The latest version of the Hyper-V stack takes full advantage of this processor support, reducing the complexity of its code and minimizing the number of context switches required to handle page faults in hosted partitions. Additionally, SLAT enables Hyper-V to throw out its shadow page tables and relevant mappings, which allows an additional reduction of memory overhead as well. These changes increase the scalability of Hyper-V on such systems, notably leading to an increase in the maximum number of virtual machines that a single host (Hyper-V server) can serve, or run concurrently. According to tests performed by Microsoft, support for SLAT increases the maximum number of supported sessions between 1.6 and 2.5 times. Furthermore, the processor overhead drops from about 10 percent to 2 percent, and each virtual machine consumes one less megabyte of physical RAM on the host.
In addition, both Intel and AMD introduced a functionality that was typically found only on RISC processors such as ARM, MIPS, or PPC, which is the ability of the processor to differentiate between the processes associated with each cached virtual-to-physical translation entry in the translation look-aside buffer (TLB). On CISC processors such as the x86 and x64, the TLB was built as a systemwide resource—each time the operating system switched the currently executing process, the TLB had to be flushed to invalidate any cached entries that might’ve belonged to the previous executing process. If the processor, instead, could be told that the process has changed, the TLB would avoid a flush and the processor would simply not use the cached entries that did not correspond to this process. New entries would be created, eventually overriding other processes’ older entries. This type of smarter TLB is called a
Flushing the TLB is even worse when dealing with Hyper-V systems because a different process can actually correspond to a completely different VM. In other words, each time the hypervisor and operating system scheduled another VM for execution, the host’s TLB had to be flushed, flushing away all the cached translations the previous VM had performed, slowing down memory access, and causing significant latency. When running on a processor that implements a tagged TLB, the Hyper-V can simply notify the processor that a new process/VM is running and that the entries of other VM should not be used. AMD processors with RVI support tagged TLBs through an Address Space Identifier, or ASID, while recent Intel Nehalem-EX processors implement a tagged TLB by using a Virtual Processor Identifier (VPID).
Dynamic Memory
A feature called Dynamic Memory enables systems administrators to make a virtual machine’s physical memory allocation variable based on the memory demands of the active virtual machines, in much the same way that the Windows memory manager adjusts the physical memory assigned to each process based on their memory demands. The capability means that administrators do not have to precisely gauge the size of a virtual machine required for optimal performance and that the system’s physical memory is more effectively used by the virtual machines that need it.

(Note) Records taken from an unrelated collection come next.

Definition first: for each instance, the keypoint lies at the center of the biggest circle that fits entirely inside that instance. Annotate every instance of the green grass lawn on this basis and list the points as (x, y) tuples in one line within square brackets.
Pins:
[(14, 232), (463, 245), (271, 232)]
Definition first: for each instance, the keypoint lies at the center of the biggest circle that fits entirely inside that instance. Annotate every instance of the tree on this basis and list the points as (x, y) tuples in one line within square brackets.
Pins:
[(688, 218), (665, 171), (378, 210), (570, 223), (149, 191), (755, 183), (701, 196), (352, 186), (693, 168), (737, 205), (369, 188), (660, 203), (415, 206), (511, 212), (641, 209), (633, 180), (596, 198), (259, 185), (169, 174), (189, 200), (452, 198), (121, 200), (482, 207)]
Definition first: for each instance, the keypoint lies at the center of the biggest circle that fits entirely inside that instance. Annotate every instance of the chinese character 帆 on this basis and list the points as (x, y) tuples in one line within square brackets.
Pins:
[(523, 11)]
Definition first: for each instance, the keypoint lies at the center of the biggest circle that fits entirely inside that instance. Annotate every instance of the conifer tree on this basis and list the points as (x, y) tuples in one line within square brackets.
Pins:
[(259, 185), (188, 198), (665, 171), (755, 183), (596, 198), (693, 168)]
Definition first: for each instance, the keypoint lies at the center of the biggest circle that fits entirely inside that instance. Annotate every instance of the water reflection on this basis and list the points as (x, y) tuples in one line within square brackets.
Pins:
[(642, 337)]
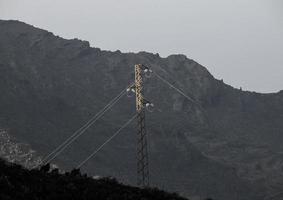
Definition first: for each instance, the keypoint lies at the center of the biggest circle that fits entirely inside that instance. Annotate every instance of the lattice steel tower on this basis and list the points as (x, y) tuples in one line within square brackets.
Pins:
[(142, 151)]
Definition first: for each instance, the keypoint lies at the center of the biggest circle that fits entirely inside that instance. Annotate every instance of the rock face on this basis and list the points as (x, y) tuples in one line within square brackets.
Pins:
[(225, 145)]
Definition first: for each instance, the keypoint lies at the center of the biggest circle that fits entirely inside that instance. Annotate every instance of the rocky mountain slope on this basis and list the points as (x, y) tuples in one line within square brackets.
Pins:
[(19, 183), (225, 146)]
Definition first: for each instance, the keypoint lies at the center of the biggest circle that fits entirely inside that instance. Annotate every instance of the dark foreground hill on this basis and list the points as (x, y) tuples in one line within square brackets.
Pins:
[(44, 184), (228, 146)]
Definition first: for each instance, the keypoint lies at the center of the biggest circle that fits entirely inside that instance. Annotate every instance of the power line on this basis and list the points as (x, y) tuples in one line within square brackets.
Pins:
[(108, 140), (178, 90), (82, 129)]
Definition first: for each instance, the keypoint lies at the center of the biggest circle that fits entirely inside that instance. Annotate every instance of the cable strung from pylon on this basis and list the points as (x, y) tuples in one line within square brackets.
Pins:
[(108, 140), (177, 89), (81, 130)]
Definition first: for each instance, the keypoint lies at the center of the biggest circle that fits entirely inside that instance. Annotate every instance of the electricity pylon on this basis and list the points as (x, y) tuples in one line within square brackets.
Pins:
[(141, 104), (142, 151)]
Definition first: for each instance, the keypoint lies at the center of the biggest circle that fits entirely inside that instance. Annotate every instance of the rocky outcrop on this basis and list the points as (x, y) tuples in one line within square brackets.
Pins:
[(225, 144)]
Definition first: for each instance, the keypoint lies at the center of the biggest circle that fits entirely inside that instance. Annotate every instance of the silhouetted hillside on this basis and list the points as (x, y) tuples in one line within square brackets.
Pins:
[(228, 146), (19, 183)]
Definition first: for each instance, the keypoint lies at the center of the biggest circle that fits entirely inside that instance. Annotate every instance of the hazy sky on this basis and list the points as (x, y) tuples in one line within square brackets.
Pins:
[(240, 41)]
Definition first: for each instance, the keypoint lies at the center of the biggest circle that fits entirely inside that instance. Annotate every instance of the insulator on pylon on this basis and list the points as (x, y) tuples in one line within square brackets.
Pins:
[(130, 92), (149, 107), (147, 72)]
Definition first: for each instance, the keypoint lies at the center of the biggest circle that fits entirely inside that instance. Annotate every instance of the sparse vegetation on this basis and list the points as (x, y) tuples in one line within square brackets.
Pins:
[(19, 183)]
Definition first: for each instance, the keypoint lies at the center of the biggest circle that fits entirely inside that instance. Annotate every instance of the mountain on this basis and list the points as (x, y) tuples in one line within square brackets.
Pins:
[(19, 183), (226, 144)]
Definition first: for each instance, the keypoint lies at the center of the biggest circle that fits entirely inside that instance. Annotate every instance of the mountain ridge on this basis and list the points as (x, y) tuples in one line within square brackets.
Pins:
[(52, 86)]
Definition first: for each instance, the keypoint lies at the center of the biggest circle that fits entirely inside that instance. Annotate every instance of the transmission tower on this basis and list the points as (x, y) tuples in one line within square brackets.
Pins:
[(141, 104)]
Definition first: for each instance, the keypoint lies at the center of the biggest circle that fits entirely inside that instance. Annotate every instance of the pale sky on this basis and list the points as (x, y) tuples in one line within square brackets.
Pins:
[(239, 41)]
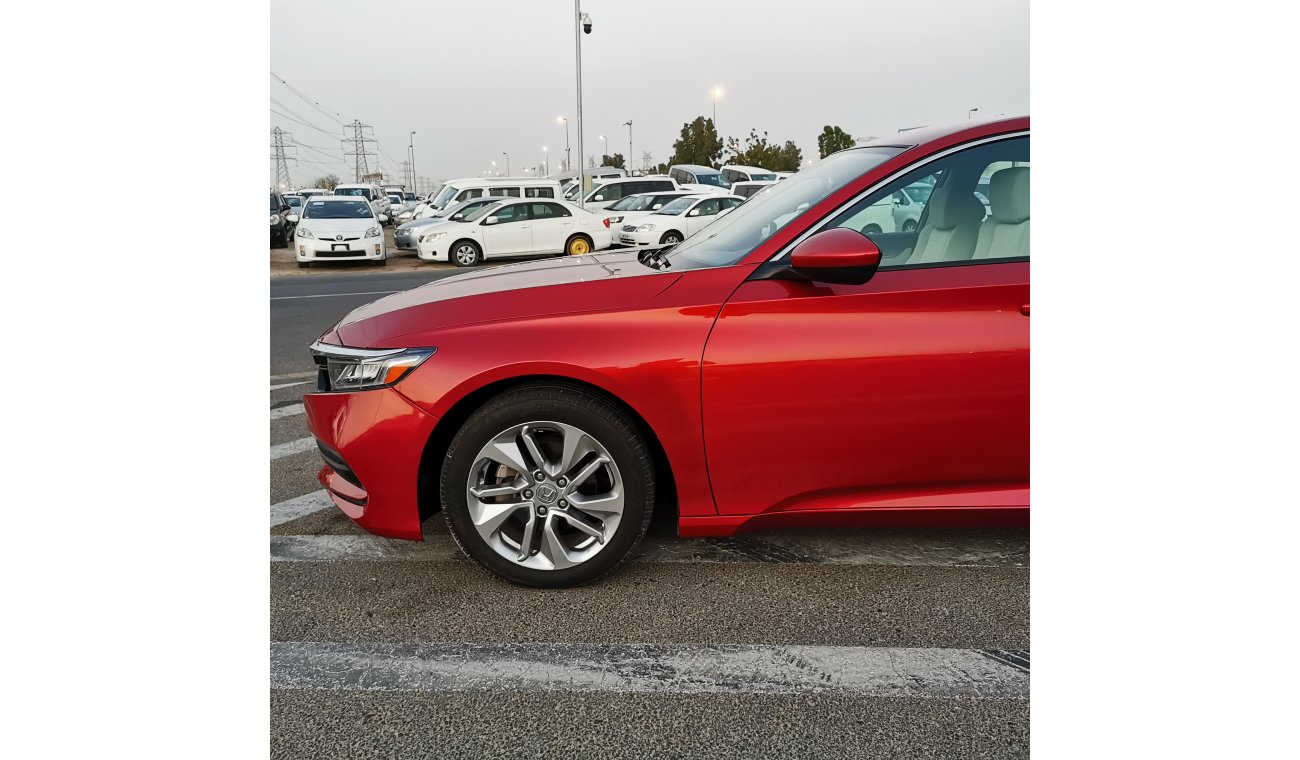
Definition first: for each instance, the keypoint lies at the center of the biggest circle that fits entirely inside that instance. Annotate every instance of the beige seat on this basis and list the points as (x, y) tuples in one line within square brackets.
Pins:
[(952, 228), (1005, 233)]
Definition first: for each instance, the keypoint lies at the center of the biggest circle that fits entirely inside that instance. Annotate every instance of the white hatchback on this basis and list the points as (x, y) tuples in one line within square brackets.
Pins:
[(677, 221), (338, 229), (515, 228)]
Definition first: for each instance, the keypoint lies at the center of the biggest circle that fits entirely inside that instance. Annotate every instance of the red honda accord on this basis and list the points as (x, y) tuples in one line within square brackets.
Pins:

Dynamic Memory’s architecture consists of several components, shown in Figure 3-39.
Figure 3-39. Dynamic Memory architecture
The principle components of the architecture are as follows:
The Dynamic Memory balancer, which is implemented in the virtual machine management service. The balancer is responsible for assigning physical memory to child partitions.
The Dynamic Memory VSP (DM VSP), which runs in the VMWPs of child partitions that have dynamic memory enabled.
The Dynamic Memory VSC (DM VSC, %SystemRoot%\System32\Drivers\Dmvsc.sys), installed as an enlightenment driver running in the child partitions.
To configure a VM for dynamic memory, an administrator chooses Dynamic in the VM’s memory settings as shown in Figure 3-40.